The other kind of insomnia

There are two kinds of insomnia. The first is where you go to bed and simply can't fall asleep. Vladimir Nabokov suffered from this variety, as did many of his characters. The thought of going to bed became filled with dread, he wrote, because you knew you wouldn't be able to fall asleep. There's a certain poetry to this version of the affliction, where you're so afraid of not falling asleep that you don't even try. There's also a simple cure: take the appropriate pill, and you're out like the proverbial therapist in August.

The second kind of insomnia is where you wake up in the middle of the night. This is my brand. Sometimes this happens when you're stressed out, and your mind is burning with some particular aggro that you were unable to work out during the day. While this is not pleasant, at least it is explainable. What's worse is when you are hit by this wakefulness and burning brainload for no particular reason. You're under no stress whatsoever, and you endlessly toss and turn while the agents of your brain are digging holes in the area designated as Karl Marx, trying to uncover connections to relativism.

That's how I spent about an hour and a half last night. At about 3:00 I got up and read about gentrification in Loisaida (the Lower East Side) in this architecture anthology I'm in the middle of. Pip liked that idea, and kept butting me in the chin with his head. I fell asleep in about five minutes. So did Pip.
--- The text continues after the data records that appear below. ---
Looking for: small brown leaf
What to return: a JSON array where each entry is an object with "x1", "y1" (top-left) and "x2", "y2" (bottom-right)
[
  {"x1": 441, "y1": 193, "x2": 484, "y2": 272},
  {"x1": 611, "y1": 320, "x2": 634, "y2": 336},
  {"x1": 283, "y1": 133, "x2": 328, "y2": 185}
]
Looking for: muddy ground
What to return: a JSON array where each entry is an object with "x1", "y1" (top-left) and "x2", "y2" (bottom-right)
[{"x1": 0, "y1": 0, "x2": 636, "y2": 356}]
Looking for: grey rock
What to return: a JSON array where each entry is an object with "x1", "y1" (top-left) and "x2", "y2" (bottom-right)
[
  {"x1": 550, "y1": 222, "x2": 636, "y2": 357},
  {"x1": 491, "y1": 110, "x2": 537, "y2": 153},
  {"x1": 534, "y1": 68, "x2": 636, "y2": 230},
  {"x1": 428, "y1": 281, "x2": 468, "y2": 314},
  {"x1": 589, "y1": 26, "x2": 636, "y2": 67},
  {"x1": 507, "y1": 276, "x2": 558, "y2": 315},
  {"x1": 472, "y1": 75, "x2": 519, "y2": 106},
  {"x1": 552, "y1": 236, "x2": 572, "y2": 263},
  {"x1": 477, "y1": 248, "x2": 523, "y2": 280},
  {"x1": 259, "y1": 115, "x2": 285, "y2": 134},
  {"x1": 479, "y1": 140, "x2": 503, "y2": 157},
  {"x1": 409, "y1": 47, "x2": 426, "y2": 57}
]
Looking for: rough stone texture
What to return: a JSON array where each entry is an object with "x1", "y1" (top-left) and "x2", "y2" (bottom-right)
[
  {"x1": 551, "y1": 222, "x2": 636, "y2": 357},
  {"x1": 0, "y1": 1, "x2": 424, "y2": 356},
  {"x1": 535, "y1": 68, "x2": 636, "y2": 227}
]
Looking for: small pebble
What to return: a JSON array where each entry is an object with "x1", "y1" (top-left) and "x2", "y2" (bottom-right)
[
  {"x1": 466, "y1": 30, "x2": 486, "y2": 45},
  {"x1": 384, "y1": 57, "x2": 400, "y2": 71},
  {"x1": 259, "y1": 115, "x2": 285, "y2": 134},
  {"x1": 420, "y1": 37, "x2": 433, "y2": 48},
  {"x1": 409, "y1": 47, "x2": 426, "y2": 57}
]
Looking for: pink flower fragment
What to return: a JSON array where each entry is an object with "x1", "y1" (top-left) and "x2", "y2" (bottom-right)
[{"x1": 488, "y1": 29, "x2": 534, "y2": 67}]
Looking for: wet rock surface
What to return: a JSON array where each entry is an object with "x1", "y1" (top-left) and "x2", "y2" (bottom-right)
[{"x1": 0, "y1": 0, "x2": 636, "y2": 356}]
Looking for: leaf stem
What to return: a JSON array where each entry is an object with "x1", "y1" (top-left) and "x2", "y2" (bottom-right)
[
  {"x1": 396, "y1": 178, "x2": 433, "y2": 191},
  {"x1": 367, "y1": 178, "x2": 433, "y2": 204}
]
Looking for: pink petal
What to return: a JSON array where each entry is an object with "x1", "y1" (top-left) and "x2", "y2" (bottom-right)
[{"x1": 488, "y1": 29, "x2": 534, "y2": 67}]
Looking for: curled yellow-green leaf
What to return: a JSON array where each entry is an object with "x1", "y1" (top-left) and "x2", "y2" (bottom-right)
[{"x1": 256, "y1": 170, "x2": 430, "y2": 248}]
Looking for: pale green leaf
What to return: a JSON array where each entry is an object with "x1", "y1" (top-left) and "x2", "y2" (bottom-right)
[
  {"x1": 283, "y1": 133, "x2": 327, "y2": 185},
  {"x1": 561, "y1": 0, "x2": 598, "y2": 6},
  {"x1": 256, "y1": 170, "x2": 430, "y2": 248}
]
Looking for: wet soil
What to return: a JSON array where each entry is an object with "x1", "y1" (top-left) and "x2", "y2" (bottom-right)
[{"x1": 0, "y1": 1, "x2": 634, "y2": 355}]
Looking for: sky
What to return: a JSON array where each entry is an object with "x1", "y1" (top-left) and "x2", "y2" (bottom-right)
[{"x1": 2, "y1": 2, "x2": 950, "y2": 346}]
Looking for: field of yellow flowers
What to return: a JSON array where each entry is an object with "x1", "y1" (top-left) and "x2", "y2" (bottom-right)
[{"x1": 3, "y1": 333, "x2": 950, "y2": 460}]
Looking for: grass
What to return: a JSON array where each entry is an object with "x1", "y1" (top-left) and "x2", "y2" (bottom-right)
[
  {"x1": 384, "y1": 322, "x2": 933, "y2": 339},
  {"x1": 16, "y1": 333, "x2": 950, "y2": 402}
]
Which, of course, left the issue of Marx unresolved.

The thing is, if you're going to list the most influential people of the 19th Century, I guess the Chuckster is roughly number one. I mean, as far as the category of Thought goes, all these bozos like Nietzsche and Kirkegaard and Freud had their effect, in Freud's case a fairly big one on a popular scale, although he did go way into the 20th Century and I will cover him when the time comes, the bloody fraud, but no one managed to change the geopolitical map of the world like Karly. But no matter how I try, I can only draw the most egregious connections between communism and, say, existentialism (aside from remarking that most of your average existentialists on the street are probably a bunch of pinkos). I do like the subject of communism, though, and the dialectic of communism versus capitalism. It just doesn't fit here. But it bears scrutiny. Every vintage of debate year has a conservative or so planning to cast their first real-live voting privilege in the direction of the biggest Republican they can find, but the great majority are lefties as only young people can be. And obviously the connection of the liberal to the communist is intrinsic, but I wonder how much thought they actually give to it.

A few years ago the NFL Finals topic was a straightforward communism pro or con. I would have so loved that one to prep on.